When I was at school, we were encouraged to use rough books – any piece of work would be planned out in this first, before being written up neatly in the correct subject book. Any notes were taken in this book. And it usually became an expression of its owner, whether through carefully designed covers – at one point I used to divide my cover into squares, allowing me to create a different image/pattern in each square – or through sketches and stories written in spare moments, not always following the normal page order.
I recently found a rough book that I used in what was then fifth form – nowadays it would be called year 11; the year students turn 16, the year of external exams.
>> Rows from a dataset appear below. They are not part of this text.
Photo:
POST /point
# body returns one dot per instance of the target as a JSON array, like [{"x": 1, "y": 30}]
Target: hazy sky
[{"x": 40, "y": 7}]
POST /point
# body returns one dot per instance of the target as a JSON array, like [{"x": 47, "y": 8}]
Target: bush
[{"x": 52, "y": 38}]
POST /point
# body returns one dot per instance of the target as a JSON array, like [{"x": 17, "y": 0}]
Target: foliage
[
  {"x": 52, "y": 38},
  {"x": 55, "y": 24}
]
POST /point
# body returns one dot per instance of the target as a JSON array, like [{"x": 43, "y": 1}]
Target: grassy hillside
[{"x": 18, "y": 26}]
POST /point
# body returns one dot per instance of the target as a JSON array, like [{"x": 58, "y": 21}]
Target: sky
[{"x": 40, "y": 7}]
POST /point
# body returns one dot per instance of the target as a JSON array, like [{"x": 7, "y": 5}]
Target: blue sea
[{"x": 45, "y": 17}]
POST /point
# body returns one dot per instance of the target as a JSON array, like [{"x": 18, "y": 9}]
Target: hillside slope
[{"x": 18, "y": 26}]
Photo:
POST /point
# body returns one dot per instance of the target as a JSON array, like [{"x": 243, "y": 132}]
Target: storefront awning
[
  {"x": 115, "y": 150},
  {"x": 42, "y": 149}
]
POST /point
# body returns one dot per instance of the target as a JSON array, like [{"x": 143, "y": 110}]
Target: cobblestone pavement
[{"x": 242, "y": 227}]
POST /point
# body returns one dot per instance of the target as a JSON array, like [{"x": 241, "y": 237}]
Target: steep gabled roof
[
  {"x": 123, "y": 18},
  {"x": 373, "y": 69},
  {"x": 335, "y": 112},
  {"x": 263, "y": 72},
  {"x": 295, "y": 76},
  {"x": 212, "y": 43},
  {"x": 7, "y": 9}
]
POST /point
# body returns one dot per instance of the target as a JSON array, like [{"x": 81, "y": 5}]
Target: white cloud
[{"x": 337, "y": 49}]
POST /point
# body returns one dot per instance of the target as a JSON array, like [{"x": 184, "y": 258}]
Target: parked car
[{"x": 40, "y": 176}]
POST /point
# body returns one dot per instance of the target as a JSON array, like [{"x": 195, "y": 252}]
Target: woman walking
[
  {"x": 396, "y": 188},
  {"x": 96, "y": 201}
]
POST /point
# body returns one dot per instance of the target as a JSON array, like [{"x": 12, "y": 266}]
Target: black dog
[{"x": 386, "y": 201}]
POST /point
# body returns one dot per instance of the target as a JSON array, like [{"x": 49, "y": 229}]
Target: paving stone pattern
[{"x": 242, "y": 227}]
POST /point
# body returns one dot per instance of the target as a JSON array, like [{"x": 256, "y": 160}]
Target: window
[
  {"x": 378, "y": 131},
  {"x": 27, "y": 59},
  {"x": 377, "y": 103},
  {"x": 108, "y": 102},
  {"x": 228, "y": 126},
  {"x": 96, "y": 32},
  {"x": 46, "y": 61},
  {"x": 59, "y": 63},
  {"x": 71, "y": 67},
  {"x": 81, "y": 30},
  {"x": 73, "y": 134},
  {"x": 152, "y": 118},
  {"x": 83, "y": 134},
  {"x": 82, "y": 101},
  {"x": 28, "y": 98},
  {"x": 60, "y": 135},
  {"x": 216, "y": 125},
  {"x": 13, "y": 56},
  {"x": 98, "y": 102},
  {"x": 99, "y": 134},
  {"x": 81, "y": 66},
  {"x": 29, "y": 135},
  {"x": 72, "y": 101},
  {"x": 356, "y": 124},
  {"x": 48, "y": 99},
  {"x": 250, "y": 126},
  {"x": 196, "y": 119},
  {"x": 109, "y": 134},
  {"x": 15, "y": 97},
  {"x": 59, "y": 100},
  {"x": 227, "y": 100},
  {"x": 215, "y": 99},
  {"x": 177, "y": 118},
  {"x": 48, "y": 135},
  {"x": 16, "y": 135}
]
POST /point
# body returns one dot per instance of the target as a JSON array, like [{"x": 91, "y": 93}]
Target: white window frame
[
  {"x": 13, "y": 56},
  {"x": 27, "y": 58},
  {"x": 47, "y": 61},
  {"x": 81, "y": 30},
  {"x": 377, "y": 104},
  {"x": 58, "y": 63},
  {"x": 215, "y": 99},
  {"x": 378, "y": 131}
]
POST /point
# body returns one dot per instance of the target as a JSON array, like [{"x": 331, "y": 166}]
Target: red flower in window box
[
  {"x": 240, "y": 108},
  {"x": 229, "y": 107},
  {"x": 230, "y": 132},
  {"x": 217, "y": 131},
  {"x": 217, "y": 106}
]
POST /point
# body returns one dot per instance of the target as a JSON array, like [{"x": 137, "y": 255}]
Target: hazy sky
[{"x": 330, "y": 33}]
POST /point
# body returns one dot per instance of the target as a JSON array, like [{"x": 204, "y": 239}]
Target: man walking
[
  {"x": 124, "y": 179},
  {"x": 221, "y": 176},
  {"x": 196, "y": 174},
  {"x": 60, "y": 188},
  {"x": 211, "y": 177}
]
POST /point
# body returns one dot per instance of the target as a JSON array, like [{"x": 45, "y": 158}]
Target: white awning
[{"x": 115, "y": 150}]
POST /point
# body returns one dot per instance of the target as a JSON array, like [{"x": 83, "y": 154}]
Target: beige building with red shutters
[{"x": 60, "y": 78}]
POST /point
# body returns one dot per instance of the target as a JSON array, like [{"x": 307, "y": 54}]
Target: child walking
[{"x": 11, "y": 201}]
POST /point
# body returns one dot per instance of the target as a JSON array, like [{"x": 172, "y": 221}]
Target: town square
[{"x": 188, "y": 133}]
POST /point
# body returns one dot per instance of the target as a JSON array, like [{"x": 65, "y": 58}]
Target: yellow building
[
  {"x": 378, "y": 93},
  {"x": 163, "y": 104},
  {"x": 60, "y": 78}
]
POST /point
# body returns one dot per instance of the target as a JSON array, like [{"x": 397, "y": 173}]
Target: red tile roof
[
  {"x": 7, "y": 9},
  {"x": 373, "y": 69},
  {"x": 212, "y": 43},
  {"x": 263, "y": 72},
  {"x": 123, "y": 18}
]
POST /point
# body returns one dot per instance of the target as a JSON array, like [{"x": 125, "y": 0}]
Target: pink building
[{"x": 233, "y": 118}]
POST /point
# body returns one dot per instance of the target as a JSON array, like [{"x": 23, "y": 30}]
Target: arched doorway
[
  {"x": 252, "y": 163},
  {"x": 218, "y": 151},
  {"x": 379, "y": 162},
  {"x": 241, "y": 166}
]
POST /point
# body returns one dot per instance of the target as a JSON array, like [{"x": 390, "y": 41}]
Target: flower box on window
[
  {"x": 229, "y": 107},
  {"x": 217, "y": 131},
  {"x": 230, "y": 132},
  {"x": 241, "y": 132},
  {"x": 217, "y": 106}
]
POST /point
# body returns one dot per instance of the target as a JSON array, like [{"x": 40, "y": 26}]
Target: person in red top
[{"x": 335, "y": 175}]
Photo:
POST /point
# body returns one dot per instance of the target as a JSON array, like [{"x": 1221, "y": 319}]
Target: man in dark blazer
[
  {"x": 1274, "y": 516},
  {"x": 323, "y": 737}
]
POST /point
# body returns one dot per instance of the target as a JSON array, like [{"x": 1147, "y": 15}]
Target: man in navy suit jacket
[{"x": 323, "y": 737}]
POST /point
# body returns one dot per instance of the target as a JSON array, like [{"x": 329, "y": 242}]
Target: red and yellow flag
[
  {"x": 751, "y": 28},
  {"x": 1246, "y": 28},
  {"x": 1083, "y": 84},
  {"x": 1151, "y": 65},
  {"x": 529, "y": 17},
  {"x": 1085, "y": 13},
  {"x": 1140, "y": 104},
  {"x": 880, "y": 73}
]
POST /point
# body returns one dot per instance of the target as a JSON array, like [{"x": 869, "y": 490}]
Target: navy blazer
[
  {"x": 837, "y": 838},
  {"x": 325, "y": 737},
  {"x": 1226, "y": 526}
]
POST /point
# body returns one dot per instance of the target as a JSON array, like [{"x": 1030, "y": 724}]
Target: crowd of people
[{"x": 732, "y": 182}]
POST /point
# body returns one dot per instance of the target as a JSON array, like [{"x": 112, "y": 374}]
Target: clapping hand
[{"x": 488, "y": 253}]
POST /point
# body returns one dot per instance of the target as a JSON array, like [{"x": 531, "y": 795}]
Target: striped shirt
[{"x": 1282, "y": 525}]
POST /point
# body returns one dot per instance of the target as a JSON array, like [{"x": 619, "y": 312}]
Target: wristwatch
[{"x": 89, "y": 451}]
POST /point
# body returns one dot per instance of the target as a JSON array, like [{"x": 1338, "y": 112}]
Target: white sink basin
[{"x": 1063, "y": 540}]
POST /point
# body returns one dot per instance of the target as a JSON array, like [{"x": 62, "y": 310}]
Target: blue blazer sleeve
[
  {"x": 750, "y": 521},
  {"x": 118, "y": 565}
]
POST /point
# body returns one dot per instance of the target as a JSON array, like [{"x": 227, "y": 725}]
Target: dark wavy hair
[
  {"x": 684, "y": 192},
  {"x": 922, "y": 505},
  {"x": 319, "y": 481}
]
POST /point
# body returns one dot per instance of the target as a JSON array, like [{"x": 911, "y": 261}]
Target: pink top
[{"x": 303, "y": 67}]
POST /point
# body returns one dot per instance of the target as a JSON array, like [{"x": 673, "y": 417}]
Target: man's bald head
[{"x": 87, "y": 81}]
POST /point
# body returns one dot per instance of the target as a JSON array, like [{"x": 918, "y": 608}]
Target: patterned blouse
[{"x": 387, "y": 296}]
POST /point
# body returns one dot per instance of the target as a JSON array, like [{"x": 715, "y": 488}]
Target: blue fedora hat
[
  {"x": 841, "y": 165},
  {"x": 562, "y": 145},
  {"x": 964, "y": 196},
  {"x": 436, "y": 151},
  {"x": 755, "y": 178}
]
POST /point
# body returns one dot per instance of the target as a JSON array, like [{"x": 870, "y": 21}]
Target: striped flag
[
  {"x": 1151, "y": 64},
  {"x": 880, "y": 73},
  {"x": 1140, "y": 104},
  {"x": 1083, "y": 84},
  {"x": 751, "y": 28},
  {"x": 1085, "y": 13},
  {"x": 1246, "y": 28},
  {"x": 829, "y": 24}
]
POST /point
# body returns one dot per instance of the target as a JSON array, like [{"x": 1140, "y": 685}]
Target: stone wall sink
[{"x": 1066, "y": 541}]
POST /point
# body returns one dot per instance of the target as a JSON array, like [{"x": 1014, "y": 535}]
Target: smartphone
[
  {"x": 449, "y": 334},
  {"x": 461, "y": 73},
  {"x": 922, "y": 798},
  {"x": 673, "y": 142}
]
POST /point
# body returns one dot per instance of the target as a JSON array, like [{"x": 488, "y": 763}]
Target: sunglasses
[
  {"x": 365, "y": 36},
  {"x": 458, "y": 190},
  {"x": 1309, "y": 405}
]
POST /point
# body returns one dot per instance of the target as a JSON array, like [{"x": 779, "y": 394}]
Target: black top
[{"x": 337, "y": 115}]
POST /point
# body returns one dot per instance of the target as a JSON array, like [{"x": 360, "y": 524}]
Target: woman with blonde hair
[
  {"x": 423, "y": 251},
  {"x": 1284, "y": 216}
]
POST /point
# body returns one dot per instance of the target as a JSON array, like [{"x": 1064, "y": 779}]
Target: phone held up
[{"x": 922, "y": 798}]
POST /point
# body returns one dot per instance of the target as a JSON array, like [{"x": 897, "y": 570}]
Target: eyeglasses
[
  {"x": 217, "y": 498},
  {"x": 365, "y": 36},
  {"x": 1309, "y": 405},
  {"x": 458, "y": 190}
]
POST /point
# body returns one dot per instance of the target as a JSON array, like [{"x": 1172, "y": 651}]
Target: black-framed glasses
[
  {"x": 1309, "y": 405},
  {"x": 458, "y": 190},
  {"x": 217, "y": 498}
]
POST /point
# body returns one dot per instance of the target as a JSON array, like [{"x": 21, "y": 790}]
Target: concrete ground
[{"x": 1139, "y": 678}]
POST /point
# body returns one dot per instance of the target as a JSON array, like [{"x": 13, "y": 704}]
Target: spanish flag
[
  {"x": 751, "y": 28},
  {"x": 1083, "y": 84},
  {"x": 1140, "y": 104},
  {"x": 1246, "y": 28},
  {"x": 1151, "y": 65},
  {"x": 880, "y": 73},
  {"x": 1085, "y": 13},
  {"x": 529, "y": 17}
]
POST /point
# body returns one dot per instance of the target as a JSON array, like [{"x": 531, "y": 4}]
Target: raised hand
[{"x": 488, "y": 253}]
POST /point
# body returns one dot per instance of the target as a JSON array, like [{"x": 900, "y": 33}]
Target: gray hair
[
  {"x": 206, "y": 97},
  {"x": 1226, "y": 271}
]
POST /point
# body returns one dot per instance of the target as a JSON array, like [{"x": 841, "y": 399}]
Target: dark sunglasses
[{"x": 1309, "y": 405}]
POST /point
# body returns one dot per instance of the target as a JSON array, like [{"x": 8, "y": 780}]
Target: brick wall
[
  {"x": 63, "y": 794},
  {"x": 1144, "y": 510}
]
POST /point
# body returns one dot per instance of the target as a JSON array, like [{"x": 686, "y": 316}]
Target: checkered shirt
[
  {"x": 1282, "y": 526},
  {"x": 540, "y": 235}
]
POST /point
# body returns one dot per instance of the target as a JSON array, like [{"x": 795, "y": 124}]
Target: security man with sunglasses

I reproduce a story from it here, word for word. It might show you where my mind was in those days.
Mike gazed into the water, wondering what would happen to him. He thought about Sophie, then hurriedly blinked back the tears that came to his eyes. Big boys don’t cry, he thought.
Children shouted as they ran about on the grass, and his mind wandered back to that day when Sophie…
This was no good. He must forget about her. It would do no good, all this remembering. But as long as he could hear a motorbike roaring– He slowly straightened, and wandered over to where a crowd of boys gathered round a motorbike. He recognised the owner as Paul, and seeing how proud Paul was of his new bike was like looking in a mirror and seeing himself a few months ago, so proud and important, and he saw Sophie’s face; he remembered how reluctant she had been to ride on the bike, and how he’d persuaded her.
As if in a dream he saw Paul slip his arm round his girlfriend’s waist and lead his friends towards the cafe, leaving the bike behind. As he stared at it suddenly fury welled up inside him and jumping on the bike he kicked the stand away. As the engine roared into life he heard shouts behind him, but suddenly he didn’t care. There was a wall in front of him and no room to turn, but he didn’t care about that either. All he could see was Sophie’s face, Sophie laughing, Sophie having a good time, then suddenly he saw her lying on the ground, with the motorbike on top of her. The picture melted and he came to his senses — too late.
With all this focus on loose worksheets and fun activities in the classroom, I mourn the loss of the rough book. I think it’s time I got back to using a creative notebook.